CAST & CREDITS

cast:
Morjana Alaoui, Mylene Jampanoi

regia:
Pascal Laugier

distribuzione:
Videa-CDE

durata:
96'

produzione:
Eskwad

sceneggiatura:
Pascal Laugier

fotografia:
Stéphane Martin, Nathalie Moliavko

montaggio:
Sébastien Prangère

musiche:
Alex Cortés, Willie Cortés

Martyrs | Recensione | Ondacinema

Martyrs

di Pascal Laugier

horror, Canada/Francia (2009)

di Matteo De Simei

Voto: 7.5

Qual è l'obiettivo di "Martyrs"? Distribuire l'ennesimo blockbuster stereotipato puntando all'incasso derivante dal target giovanile? O forse qualcosa di più? Se inequivocabilmente non è possibile far finta della prima supposizione, non è neppure lecito scartare l'opinione derivante dalla seconda. "Martyrs" è sì uno "scandalo ben progettato" ma anche un punto di svolta del genere torture movie. Il cinema francese ci aveva già abituato negli ultimi periodi ad horror cruenti e diversivi dall'impianto egemonico statunitense ("Alta Tensione" di Alexandre Aja, 2003, e "A L'Intèrieur" di Bustillo-Maury, 2007 su tutti) e anche grazie a questa pellicola è il caso di domandarsi davvero se stia nascendo un nuovo punto di origine del terrore. Finalmente.
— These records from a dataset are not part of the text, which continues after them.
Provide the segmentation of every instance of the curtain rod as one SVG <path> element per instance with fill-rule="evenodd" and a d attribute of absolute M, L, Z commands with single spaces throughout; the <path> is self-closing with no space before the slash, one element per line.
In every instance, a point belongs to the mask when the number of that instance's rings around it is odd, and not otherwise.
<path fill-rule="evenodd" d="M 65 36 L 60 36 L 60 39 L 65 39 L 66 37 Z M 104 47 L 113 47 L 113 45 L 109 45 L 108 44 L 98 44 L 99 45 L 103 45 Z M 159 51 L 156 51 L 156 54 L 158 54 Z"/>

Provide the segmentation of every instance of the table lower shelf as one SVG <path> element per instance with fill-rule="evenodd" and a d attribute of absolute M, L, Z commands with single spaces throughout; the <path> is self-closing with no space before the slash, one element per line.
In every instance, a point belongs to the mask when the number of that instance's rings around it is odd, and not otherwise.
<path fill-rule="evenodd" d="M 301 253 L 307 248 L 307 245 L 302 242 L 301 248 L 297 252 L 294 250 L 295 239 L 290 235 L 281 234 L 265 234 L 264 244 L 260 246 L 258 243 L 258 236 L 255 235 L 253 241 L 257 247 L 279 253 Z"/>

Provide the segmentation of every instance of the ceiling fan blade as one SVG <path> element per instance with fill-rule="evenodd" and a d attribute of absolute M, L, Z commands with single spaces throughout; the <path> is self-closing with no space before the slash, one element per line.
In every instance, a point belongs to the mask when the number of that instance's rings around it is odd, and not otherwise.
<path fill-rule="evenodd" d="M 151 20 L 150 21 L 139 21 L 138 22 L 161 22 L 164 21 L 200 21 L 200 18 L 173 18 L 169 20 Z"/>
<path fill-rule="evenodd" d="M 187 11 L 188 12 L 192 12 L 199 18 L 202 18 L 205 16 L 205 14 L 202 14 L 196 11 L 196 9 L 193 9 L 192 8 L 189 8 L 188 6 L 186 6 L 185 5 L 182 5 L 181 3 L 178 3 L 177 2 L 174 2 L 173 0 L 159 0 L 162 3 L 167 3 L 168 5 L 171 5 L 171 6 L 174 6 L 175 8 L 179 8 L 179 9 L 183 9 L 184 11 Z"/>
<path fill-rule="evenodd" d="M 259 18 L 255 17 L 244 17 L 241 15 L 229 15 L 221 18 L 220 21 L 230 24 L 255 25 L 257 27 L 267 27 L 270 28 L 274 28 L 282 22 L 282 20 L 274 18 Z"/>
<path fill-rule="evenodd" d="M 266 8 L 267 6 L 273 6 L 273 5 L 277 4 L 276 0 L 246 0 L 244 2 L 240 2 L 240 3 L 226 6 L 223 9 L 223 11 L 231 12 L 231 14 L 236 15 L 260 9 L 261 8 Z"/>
Pascal Laugier (al suo secondo lungometraggio dopo "Saint Ange" del 2004), racconta una storia che sembra essere uscita dalle porte dell'inferno: di una malignità accecante che neanche lo spettatore più glaciale può osservare senza essere lasciato basito. "Martyrs" racchiude tutto il male che può fuoriuscire da un essere umano e non lascia un briciolo di speranza agli occhi impotenti e provati dello spettatore. Un film al limite della sopportazione, un compendio di sangue, vomito e piscio ma anche di misticismo e fanatismo. La resistenza del martirio avvolge non solo la povera protagonista ma anche lo spettatore seduto sulla sua comoda poltroncina. Certo, ci si chiede se tutta la violenza gratuita perpetuata nel corso del film potesse essere (almeno) in parte risparmiata. Ma forse l'aura maligna della pellicola diretta da Laugier non avrebbe assunto la forma di scandalo a cui essa è destinata. E anche se non convince in qualche frangente (la pleonastica telefonata alla madre, il martello che cade da solo dando il via alla seconda parte del film) non arriva mai alla cantilena di "Saw" (2004) né tanto più allo "scherzo" di Hostel (2005), di cui gli apparenti paragoni si rivelano banali e futili. Casomai il Nostro si avvicina più alla teoria di Lucio Fulci secondo il quale "far paura è anche un problema di linguaggio". E il giovane regista lo esprime a meraviglia, incentrando il suo lavoro anche a livello psicologico e interpretativo, da bravo appassionato del cinema horror italiano degli anni 70, quello casareccio di Fulci e Bava. Non a caso il film è dedicato a Dario Argento, altro grande protagonista del genere in Italia.

La particolarità del film di Laugier (anche autore della sceneggiatura) risiede nel riuscire a svoltare velocemente ogni volta che ci si ritrova dinanzi ad un vicolo cieco. La sua versatilità nel mutare l'atmosfera orrorifica è tanto eccessiva quanto originale. Se la prima parte sembra essere una sanguinaria spedizione punitiva (sulla falsariga di Old Boy), la seconda parte capovolge completamente le regole del gioco, avvolgendo di luce nera una simbolica tematica sul "mostro (dis)umano". Ci si ritrova in un abisso di dolore ancestrale che parte in schiaffi e termina in scuoiamenti completi. Flashback improvvisi e dissolvenze in nero sostengono la struttura incalzante della storia mentre gli scatti fulminei della mdp sono abilissimi a tenere sempre sott'occhio i primissimi piani delle due brave protagoniste.

Insomma, "Martyrs" è un film che raggiunge a pieno il suo obiettivo: quello di far paura. Paura che filtra tra famiglie apparentemente tranquille e tra sette di sperimentatori mistici. Paura che filtra sempre e comunque dall'uomo.